O'Donovan Claire, Alda Martin
Department of Psychiatry, Dalhousie University, Halifax, NS, Canada.
Front Psychiatry. 2020 Jun 11;11:500. doi: 10.3389/fpsyt.2020.00500. eCollection 2020.
This paper focuses on depression that precedes an onset of manifest bipolar disorder as early stage bipolar disorder. First, we review how to pragmatically identify the clinical characteristics of patients presenting with an episode of depression who subsequently go on to develop episodes of mania or hypomania. The existing literature shows a strong consensus: accurate identification of depression with early onset and recurrent course with multiple episodes, subthreshold hypomanic and/or mixed symptoms, and family history of bipolar disorder or completed suicide have been shown by multiple authors as signs pointing to bipolar diagnosis. This contrasts with relatively limited information available to guide management of such "pre-bipolar" (pre-declared bipolar) patients, especially those in the adult age range. Default assumption of unipolar depression at this stage carries significant risk. Antidepressants are still the most common pharmacological treatment used, but clinicians need to be aware of their potential harm. In some patients with unrecognized bipolar depression, antidepressants can not only produce switch to (hypo)mania, but also mixed symptoms, or worsening of depression with an increased risk of suicide. We review pragmatic management strategies in the literature beyond clinical guidelines that can be considered for this at-risk group encompassing the more recent child and adolescent literature. In the future, genetic research could make the early identification of bipolar depression easier by generating informative markers and polygenic risk scores.

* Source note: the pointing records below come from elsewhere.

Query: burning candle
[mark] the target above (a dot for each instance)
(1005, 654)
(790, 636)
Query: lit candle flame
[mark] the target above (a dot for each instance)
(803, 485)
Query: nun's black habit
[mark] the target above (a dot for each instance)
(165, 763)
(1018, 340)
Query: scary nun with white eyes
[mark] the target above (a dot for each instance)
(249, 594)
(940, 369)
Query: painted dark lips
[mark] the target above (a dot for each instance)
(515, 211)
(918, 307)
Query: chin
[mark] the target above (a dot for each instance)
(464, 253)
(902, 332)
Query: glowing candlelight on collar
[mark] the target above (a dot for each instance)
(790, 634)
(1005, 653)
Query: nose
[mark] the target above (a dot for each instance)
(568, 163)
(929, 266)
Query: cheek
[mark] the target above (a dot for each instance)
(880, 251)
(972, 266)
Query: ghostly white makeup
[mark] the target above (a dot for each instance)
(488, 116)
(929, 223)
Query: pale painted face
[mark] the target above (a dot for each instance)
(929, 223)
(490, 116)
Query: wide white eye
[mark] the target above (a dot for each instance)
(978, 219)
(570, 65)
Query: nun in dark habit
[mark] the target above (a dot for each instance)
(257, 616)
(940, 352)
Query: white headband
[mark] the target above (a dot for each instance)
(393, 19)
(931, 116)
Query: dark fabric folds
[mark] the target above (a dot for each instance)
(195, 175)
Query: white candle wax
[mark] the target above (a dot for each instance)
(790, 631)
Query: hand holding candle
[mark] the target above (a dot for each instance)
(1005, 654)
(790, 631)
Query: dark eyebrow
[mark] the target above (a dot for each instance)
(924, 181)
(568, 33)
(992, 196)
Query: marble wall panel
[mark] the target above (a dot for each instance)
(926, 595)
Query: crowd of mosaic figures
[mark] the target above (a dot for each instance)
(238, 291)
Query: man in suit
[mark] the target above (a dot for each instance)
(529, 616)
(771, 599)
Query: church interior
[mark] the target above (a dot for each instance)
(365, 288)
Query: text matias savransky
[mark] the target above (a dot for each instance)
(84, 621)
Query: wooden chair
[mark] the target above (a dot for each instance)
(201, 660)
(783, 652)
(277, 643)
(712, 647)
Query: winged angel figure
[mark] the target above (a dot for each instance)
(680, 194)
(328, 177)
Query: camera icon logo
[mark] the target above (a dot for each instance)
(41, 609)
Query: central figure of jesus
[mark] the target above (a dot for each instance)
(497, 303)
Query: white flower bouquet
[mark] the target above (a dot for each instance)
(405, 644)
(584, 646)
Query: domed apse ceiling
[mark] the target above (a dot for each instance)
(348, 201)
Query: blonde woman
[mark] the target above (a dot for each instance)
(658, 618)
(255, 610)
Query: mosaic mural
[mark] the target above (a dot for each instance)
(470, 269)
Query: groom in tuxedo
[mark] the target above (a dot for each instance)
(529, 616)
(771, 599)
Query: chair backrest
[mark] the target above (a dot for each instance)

本文聚焦于早发性双相情感障碍,即显性双相情感障碍发作之前出现的抑郁发作。首先,我们回顾如何切实地识别那些最初表现为抑郁发作,随后又发展为躁狂或轻躁狂发作的患者的临床特征。现有文献显示出强烈的共识:多位作者已表明,准确识别早发性、具有多次发作的复发性病程、阈下轻躁狂和/或混合症状以及双相情感障碍家族史或自杀身亡史等特征,均指向双相情感障碍的诊断。这与用于指导此类“双相情感障碍前期”(未确诊双相情感障碍)患者管理的信息相对有限形成对比,尤其是成年患者。在此阶段默认诊断为单相抑郁存在重大风险。抗抑郁药仍是最常用的药物治疗方法,但临床医生需要意识到其潜在危害。在一些未被识别的双相抑郁患者中,抗抑郁药不仅会导致转为(轻)躁狂,还会引发混合症状,或使抑郁症状恶化,增加自杀风险。我们回顾了文献中除临床指南之外的切实可行的管理策略,这些策略可用于这一高危群体,包括最新的儿童和青少年文献。未来,基因研究可能通过生成信息性标记和多基因风险评分,使双相抑郁的早期识别更加容易。